I hold shares of ITC. My purchase price is ₹256. Should I continue to hold or book profits now?
T Selvam, Kanyakumari
ITC (₹388.05): Your time of entry into this stock is very good. Many would not have spotted the buying opportunity at that time. Indeed, in our Investment Focus column in the bl.portfolio edition in May 2022, we had also given a buy recommendation in ITC at a price of ₹266. However, we had recommended to exit at ₹360, spotting a key resistance at ₹370. Now, the price has risen well above this resistance. The trend is still up and strong for the stock of ITC.
There is still room left on the upside from a long-term perspective. So, you can continue to hold the stock. However, what is very important now is that you must protect your profit. Supports are at ₹368, ₹345 and ₹330. For 30 per cent of your holding, keep a stop-loss at ₹355 for now. For the remaining 70 per cent holding, have a stop-loss at ₹310. ITC share price has potential to target ₹480-500 over the next one year or two. Move the stop-loss up to ₹365 for your entire positions when the price rallies to ₹430. Move the stop-loss further up to ₹440 when the price touches ₹470. Exit the shares at ₹495.
I have beenholding shares of ICICI Bank for the last three years. What is the long-term outlook? Can I continue to hold or exit and switch to some other stock?
Alex
ICICI Bank (₹842.80):The trend has been up since April 2020. Very strong and crucial supports are at ₹805 and ₹795. As long as ICICI Bank trades above ₹795, the overall uptrend will remain intact. So, you don’t have to exit the stock now unless a fall below ₹795 is seen. You have not mentioned your actual buy price. But since you have mentioned that you bought the shares three years ago, we assume that you would have bought it at a lower price.
So, protect your profit by keeping a stop-loss at ₹780 and continue to hold the stock. ICICI Bank share price has the potential to rally towards ₹1,100-1,200 by this year-end or in the first half of 2024. Move the stop-loss up to ₹930 when the stock touches ₹1,020. Move the stop-loss further up to ₹1,060 when ICICI Bank rallies to ₹1,095. Exit at ₹1,140.
I have purchased shares of Bajaj Finance at an average price of ₹7,008. What is the outlook?
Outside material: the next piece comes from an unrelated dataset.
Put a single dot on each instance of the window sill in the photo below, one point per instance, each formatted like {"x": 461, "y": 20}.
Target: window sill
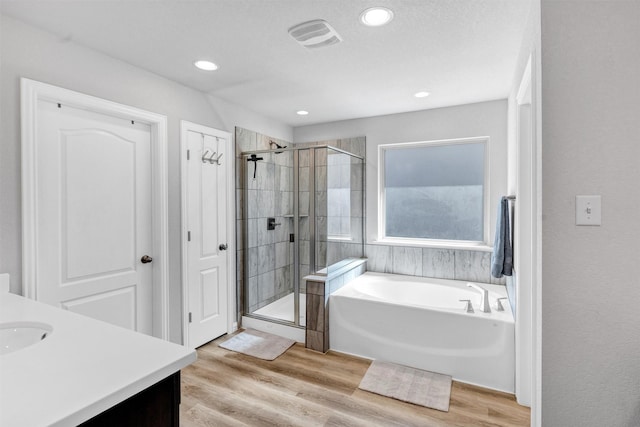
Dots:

I can wait for more time to avoid losses.
Krishna Hegde
Bajaj Finance (₹5,873.20): The short-term outlook is not looking positive for the stock of Bajaj Finance. Strong resistance is in the ₹6,600-6,800 region. Immediate support is around ₹5,750. A break below it can drag the share price of Bajaj Finance down towards ₹5,200 and even ₹5,000 in the coming weeks. To avoid this fall, the stock has to sustain above ₹5,750 and then rise past ₹6,800. That will ease the downside pressure. However, to become convincingly bullish, Bajaj Finance has to breach ₹7,600 decisively. Only in that case, the stock will become strong for a rally to ₹10,000.
Even if that happens, it might take a long time. From the charts, we see high chances for a fall to ₹5,200-5,000 first and then see a reversal. So, it is better to exit the stock with a loss at current levels rather than waiting for the price to rise. You can consider reinvesting the sale proceeds of this stock into ICICI Bank explained in the previous query. Follow the same strategy.